It has to do with transformer theory. When the Primary of a transformer is wound and the connection will be a permanent wye, as you get closer to the coil lead that will be attached to the tank you can reduce the insulation due to lower potiential (ie being closer to earth and the grounded core) Think auto transformers, as you tap closer to the winding connected to the neutral lead the voltage goes down (see pic) The same theory applies to the primary and secondary of isolated transformers. The current remains the same through out the winding. As for transformer overvoltages generaly not a concern, there are suppressors on the primary bushings.

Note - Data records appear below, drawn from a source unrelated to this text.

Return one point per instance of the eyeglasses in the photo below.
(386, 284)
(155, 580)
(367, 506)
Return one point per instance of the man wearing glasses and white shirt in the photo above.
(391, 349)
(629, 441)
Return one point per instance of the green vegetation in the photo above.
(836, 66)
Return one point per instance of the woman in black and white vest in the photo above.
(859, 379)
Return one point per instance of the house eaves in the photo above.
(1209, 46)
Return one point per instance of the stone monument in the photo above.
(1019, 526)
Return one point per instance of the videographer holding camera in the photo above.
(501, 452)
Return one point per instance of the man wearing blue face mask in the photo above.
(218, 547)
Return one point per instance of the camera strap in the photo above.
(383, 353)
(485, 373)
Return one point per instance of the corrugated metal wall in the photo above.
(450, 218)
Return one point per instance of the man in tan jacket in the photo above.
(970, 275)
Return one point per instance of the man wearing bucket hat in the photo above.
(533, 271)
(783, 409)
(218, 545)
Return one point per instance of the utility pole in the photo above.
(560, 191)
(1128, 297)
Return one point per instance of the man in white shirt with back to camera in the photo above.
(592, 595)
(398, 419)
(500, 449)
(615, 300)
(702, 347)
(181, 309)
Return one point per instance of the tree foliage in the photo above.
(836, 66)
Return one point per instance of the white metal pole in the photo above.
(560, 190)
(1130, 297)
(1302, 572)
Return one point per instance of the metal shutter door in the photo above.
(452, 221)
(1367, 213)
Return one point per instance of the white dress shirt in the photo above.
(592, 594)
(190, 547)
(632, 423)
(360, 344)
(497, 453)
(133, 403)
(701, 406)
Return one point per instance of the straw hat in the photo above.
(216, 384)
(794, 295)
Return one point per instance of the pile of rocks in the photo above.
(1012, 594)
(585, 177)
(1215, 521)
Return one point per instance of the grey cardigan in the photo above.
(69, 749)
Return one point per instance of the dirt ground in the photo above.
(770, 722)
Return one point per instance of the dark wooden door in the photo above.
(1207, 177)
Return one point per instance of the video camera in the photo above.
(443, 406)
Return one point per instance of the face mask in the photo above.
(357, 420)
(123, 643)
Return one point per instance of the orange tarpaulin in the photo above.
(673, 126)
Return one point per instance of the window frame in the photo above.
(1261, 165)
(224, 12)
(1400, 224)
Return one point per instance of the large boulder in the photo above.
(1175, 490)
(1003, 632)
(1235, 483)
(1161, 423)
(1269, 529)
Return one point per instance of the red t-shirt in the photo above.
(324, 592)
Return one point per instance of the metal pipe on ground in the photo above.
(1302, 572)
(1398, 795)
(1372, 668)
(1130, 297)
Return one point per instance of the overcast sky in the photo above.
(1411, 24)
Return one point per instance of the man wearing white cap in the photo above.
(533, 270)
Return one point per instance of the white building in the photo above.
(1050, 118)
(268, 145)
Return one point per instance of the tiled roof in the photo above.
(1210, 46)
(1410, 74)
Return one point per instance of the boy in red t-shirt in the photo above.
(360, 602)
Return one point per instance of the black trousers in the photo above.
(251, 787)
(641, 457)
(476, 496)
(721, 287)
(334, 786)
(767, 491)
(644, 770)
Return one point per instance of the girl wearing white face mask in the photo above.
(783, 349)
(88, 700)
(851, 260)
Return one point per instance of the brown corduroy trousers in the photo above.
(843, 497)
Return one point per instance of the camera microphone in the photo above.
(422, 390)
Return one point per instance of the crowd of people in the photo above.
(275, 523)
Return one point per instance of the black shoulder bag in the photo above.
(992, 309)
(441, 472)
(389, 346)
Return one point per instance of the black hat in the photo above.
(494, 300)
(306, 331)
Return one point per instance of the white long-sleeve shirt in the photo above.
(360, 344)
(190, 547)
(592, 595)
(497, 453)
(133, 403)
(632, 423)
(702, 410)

On a side note pocos try to be as economical as possible and sacrifice other things with it (ie pole mounted transformers theoretically can last over a hundred years but are sized to run at thermal over loads that limit there life to about 25-30 years. (The savings are in a thinner pole easier installation and less money spent on the unit)


----------



## Big John (May 23, 2010)

meadow said:


> ...When the Primary of a transformer is wound and the connection will be a permanent wye, as you get closer to the coil lead that will be attached to the tank you can reduce the insulation due to lower potential....


 You can, but are they actually wound that way? Like I said, I know we've got a bunch of floating wyes, seems like a heck of a gamble on the manufacturers part to assume that neutral point won't ever see system voltage.

-John


----------



## chicken steve (Mar 22, 2011)

Gentlemen,

obviously my Xformer theory lacks, is there something i should be reading?

any advice appreciated, and thanx in advance

~CS~


----------



## Big John (May 23, 2010)

These two sources can both be saved as PDFs. Both of them focus on pole-mount distribution transformers but much of the theory and practice can be directly applied to LV transformers:

This one is a great list detailing a huge variety of possible transformer connections.

And this one is a great basic transformer tutorial from McGraw Hill.

-John


----------



## chicken steve (Mar 22, 2011)

Saved & Thanx Big John

from the first one pdf>









YY Closed / Neutral = Prim yes- Sec-yes
　
　
The Primary Nuetral should be tied firmly to the system nuetral, otherwise exessive voltage may develop on the secondary side

If 3ph load is unbalanced, part of the load current flows in the primary neutral

The 3rd harmonic componet of the Xformer exciting current also flows in the primary neutral

For these reasons, it is necessary that the netrals be tied together as shown

If this tie were omitted, the line to neutral voltages on the secondary would be very unstable

That is, if the load on one phase were heavier than on the other two, phases would rise

Also, large 3rd harmonic voltages would appear bettween lines and neutral, both in the xfomer, and in the secondary system, in addition to the 60HZ component of voltage. 

This means that for a given value of RMS voltage, the peak voltage would be much higher than that for a pure 60Hz voltage

This overstreeses the insulation both in the Xformer and in all apparatus connected to the secondaries


----------